A few of them are smiling now, despite themselves, tension easing just enough to let something human slip through.
“When I give the signal,” I continue, voice settling, “Damien and his soldiers will come in through the western entrance. It’s older, less guarded, and warded badly enough that they can bypass it without collapsing half the mountain.”
Mara nods once. Good. It's not a fucked up plan.
“They’re going to very gently,” I add, then grimace, “hopefully disable any forces that are going to try and stop us.”
George raises an eyebrow. “Define ‘gently.’”
“I’m choosing to define it as ‘no unnecessary deaths,’” I reply. “Dragons have… strong opinions, but Damien’s very big on restraint.”
That seems to reassure them... Slightly.
“What we need to do,” I continue, “is spread the word. Quietly. Tell people what they don’t know. What they were never allowed to know.”
“And then what?” someone asks. “We just walk out the front doors? You think the Queen will allow that?”
I shiver.
“Can we stop calling her that?” I say flatly. “She literally gave herself that title. It’s weird.” I shake my head. “Anyway. She’s going to find out eventually. There’s no version of this where she doesn’t.” The room stills. “When she does,” I say, voice steady despite the weight of it, “I’m going to talk to her.”
Silence crashes down hard enough to feel.
“You—you're going to talk to her?” George starts.
“Yes,” I cut in calmly. “Me, her, talk.”
“And when that fails?” the silver-haired woman asks, careful now, but not dismissive.

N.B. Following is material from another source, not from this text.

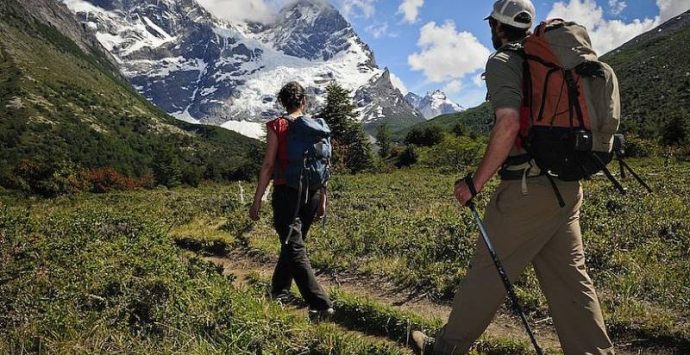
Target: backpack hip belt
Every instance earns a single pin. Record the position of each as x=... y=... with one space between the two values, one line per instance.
x=520 y=167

I don’t look away. “Then Damien handles it. Either way, if you all want out, we're getting you out.”
That lands differently. Gosh, I sounded like I really know what I am doing here. Good job, Bella. I mentally pat myself on the back. Gilfred would be proud. Because for the first time, none of this feels like a fantasy whispered around a fire to get through another long winter. It feels like a plan, a dangerous and fragile and very real, solid plan. And beneath my skin, deep and warm and certain, the dragon stirs, patient and ready, listening for my signal.